If you have one, please feel free to post. 

Thank you 

Best regards


----------



## balanga (Jan 25, 2019)

Spartrekus said:


> Hello,
> 
> Would you eventually know an image of  KODI running FreeBSD for Raspberry?
> 
> ...




I don't know of one, but my immediate attempt would be to try running `pkg install kodi` and if it doesn't exist try building it....(assuming you have installed ports)

`cd /usr/ports/multimedia/kodi && make install`

It will probably take a long time, being on an RPi.

I don't if it's possible to build it on a PC specifying RPi as the target... Maybe someone will pipe in and advise...


----------



## ronaldlees (Jan 25, 2019)

I'm pretty sure that any kind of video on the Raspberry will require the operation of the Pi's VideoCore components.  These components are blobs for Linux, so I doubt Kodi is possible on the Pi when it's running FreeBSD OS.  Without VideoCore, small video formats might be viewable, but probably not worth the trouble.
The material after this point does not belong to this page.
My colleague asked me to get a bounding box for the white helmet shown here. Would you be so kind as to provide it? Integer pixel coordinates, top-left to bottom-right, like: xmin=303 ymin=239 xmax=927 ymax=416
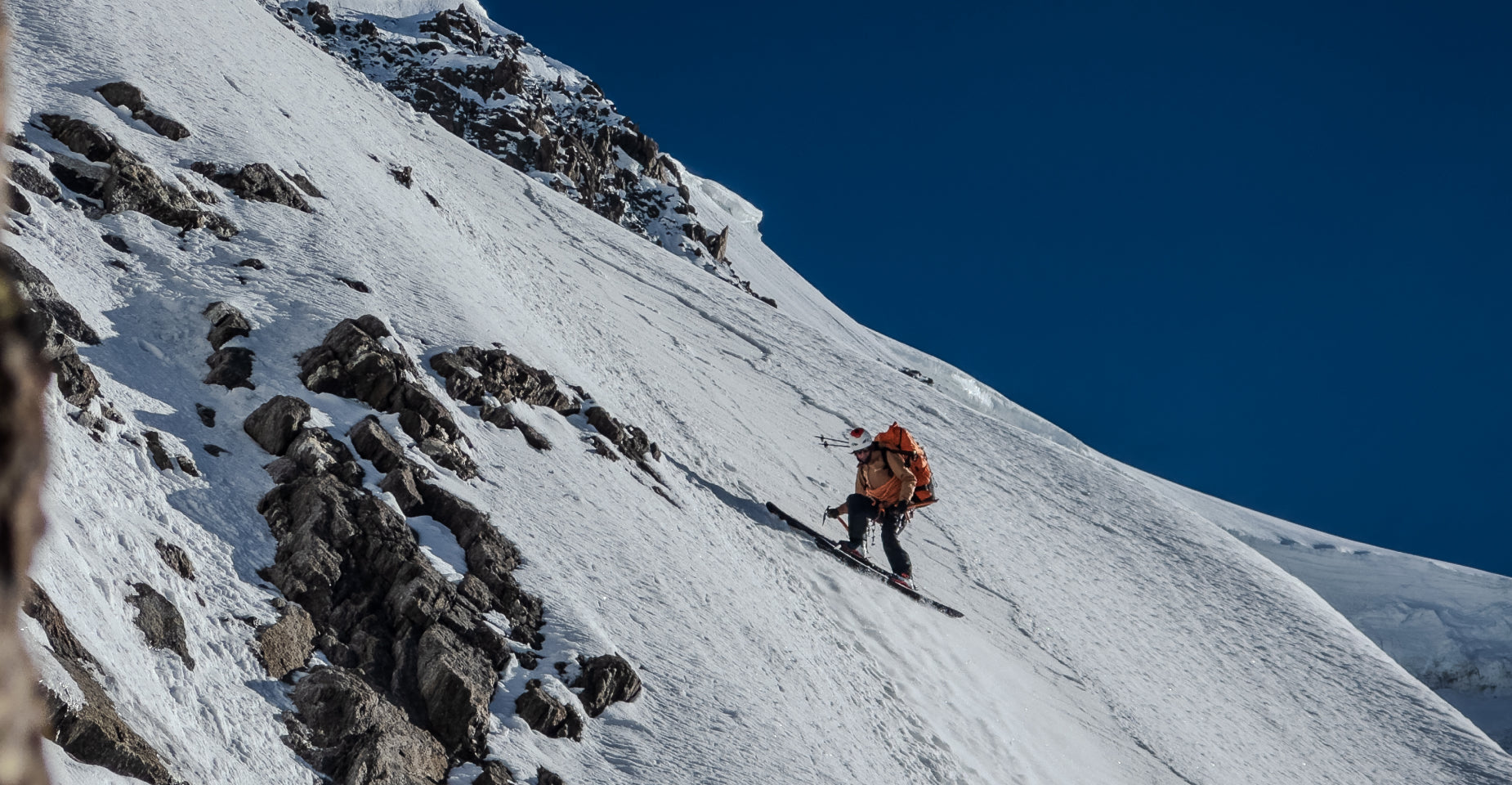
xmin=845 ymin=428 xmax=871 ymax=452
The VideoCore components enable the VPU/GPU acceleration, without which video would likely be slow on such a low powered machine as the Pi.


----------



## tingo (Jan 26, 2019)

FWIW, the necessary blobs are already on the fat32 / vfat partition on any Raspberry PI image as they are required to start up the Pi. If FreeBSD can use the VideoCore, well that is another story.


----------



## ronaldlees (Jan 26, 2019)

tingo said:


> FWIW, the necessary blobs are already on the fat32 / vfat partition on any Raspberry PI image as they are required to start up the Pi. If FreeBSD can use the VideoCore, well that is another story.


You could be right.  It's been a while since I read about it, but I seem to remember that there are two blobs - a "boot blob" with rudimentary video and then the VideoCore.  I think the boot blob has open source to go with it, but the VideoCore does not.   I probably should go back to the Pi forum and read it again.


----------



## uzsolt (Feb 23, 2019)

The Kodi should work on RPi with FreeBSD. I used it with RPi B+ and an external (usb) hdd. Worked well but the RPi went awry 
You can read here (in hungarian but GoogleTranslate works well).


----------